By Kevin Shannahan
In an earlier article on the protest on the riverbank, I started the piece with a quote from the First Amendment to the United States’ Constitution guaranteeing “the right of the people peaceably to assemble, and to petition the government for a redress of grievances.” In an increasingly fractious nation in which we talk, or all too often, yell, past one another rather than to one another, that quote from the Bill of Rights bears repeating.
The Natchitoches Courthouse was the scene of peaceful, dignified and determined protest Monday, June 8 as a racially diverse group of several hundred people from every walk of life gathered to speak out against racism and the unequal treatment afforded minorities in our community and larger society.

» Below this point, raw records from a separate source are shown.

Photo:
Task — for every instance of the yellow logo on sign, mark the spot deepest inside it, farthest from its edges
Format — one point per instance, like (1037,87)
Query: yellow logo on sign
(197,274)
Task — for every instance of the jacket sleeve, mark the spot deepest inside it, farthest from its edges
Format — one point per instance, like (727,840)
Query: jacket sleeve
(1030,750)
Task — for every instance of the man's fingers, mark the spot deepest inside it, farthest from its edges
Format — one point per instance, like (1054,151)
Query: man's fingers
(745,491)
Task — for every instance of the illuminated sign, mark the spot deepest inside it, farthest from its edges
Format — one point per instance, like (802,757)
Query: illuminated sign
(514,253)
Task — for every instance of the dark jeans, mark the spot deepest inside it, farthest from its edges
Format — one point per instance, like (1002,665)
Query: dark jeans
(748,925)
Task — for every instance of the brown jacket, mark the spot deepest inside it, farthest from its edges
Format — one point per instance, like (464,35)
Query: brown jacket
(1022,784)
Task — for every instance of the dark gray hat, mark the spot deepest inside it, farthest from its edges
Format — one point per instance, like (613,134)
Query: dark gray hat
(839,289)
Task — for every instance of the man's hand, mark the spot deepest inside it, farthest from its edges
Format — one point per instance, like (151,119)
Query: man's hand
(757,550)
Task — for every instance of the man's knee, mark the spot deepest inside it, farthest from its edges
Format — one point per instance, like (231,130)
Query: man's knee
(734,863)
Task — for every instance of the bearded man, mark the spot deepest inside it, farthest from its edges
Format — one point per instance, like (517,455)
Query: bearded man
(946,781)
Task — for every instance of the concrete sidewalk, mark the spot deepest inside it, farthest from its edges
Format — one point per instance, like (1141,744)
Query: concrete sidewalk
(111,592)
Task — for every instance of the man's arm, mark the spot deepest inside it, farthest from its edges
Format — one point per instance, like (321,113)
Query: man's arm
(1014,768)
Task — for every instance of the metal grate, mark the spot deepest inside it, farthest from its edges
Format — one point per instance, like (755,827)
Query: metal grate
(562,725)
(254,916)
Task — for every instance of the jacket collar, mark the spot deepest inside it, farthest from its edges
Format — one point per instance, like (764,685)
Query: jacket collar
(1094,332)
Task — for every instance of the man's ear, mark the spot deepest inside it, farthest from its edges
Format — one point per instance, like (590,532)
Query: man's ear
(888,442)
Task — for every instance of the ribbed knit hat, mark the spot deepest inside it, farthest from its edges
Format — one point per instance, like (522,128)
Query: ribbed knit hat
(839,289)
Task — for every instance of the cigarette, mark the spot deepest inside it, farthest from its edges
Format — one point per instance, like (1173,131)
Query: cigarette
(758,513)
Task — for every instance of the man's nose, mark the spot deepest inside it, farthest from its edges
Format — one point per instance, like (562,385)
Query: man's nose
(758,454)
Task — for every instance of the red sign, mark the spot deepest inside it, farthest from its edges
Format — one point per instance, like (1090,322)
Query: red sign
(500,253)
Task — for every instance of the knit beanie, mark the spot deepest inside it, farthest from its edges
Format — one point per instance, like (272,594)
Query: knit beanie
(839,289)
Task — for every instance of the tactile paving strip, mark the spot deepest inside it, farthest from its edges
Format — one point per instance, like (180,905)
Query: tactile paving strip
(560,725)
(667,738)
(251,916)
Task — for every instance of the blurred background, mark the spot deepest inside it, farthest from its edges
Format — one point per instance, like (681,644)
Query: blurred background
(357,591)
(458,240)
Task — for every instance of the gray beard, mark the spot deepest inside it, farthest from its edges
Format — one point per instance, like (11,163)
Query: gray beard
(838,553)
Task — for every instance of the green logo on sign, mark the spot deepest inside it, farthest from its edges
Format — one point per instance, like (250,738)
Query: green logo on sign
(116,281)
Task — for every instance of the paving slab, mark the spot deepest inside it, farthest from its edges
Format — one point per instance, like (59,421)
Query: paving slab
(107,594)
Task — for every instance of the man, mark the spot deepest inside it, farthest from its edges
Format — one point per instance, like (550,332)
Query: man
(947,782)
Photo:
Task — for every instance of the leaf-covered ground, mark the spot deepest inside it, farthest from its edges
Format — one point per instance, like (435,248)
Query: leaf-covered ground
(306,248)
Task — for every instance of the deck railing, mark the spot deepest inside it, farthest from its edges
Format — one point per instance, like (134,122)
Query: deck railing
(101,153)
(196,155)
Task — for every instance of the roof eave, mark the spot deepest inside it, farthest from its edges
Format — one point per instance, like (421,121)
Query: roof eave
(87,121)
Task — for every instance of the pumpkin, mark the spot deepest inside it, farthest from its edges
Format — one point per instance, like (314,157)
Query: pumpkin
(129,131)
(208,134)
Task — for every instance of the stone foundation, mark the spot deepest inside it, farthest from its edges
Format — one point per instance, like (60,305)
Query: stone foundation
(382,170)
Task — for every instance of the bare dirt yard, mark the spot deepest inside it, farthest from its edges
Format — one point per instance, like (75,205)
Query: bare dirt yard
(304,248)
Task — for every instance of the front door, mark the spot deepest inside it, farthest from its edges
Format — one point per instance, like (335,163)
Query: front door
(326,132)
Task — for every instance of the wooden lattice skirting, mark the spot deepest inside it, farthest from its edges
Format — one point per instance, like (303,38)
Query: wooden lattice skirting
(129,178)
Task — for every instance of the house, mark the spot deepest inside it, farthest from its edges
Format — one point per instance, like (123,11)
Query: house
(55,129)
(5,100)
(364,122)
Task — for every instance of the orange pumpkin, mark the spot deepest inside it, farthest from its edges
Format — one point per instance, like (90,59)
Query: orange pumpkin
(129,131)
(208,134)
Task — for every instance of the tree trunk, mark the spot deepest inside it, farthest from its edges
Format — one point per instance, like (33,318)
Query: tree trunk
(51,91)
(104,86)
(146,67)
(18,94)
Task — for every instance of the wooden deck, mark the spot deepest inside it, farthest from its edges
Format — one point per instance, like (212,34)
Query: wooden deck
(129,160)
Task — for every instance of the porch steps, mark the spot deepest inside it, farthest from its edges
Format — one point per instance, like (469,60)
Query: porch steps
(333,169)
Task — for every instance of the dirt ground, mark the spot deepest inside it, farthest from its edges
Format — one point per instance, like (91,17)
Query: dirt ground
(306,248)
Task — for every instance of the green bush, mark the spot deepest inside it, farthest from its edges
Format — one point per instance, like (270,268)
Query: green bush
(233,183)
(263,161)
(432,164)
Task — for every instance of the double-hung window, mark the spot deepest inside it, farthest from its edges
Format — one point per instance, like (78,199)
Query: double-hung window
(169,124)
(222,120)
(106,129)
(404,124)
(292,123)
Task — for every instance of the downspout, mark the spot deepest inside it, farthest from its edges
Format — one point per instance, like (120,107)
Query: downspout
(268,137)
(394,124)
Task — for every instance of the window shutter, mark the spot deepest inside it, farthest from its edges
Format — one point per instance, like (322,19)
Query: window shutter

The event was sponsored by 100 Black Men of Natchitoches, The Local Pastor’s Association, Natchitoches’ Black Heritage Committee, the Natchitoches Branch of the NAACP, Unheard Voices of Natchitoches, and Rock the Vote. Natchitoches Mayor Lee Posey was there as were city council members Don Mims, Dale Neilson,Eddie Harrington and Sylvia Morrow. City Council candidate Betty Sawyer was also in attendance as was Parish President John Richmond. Reverends Steve and Ali Harris were joined by several other preachers, area politicians and representatives from 100 Black Men of Natchitoches in addressing the crowd.
There were common themes to the speeches. Racism isn’t something a child is born with. It is a learned behavior. Our common Christian heritage should leave no room for racial division, nor should our government. One of the first speakers quoted the Declaration of Independence that “…all men are created equal, that they are endowed by their Creator with certain unalienable rights, that among these are life, liberty, and the pursuit of happiness….” We have fallen woefully short of that goal in our nation’s history.
I looked around the crowd and saw several men and women I know as fellow Veterans. Several of them have shed their blood on foreign soil in defense of this nation. I saw entire families, small children sitting on their father’s shoulders watching the event. They were all gathered together in peaceful, dignified determination to challenge their community to be the best it can be, to live up to promises of our nation’s founding.
The protest was ordinary people from every walk of life coming together to exercise “…the right of the people peaceably to assemble, and to petition the government for a redress of grievances…” Once again, I saw my city and my nation at its finest. Let’s get to work.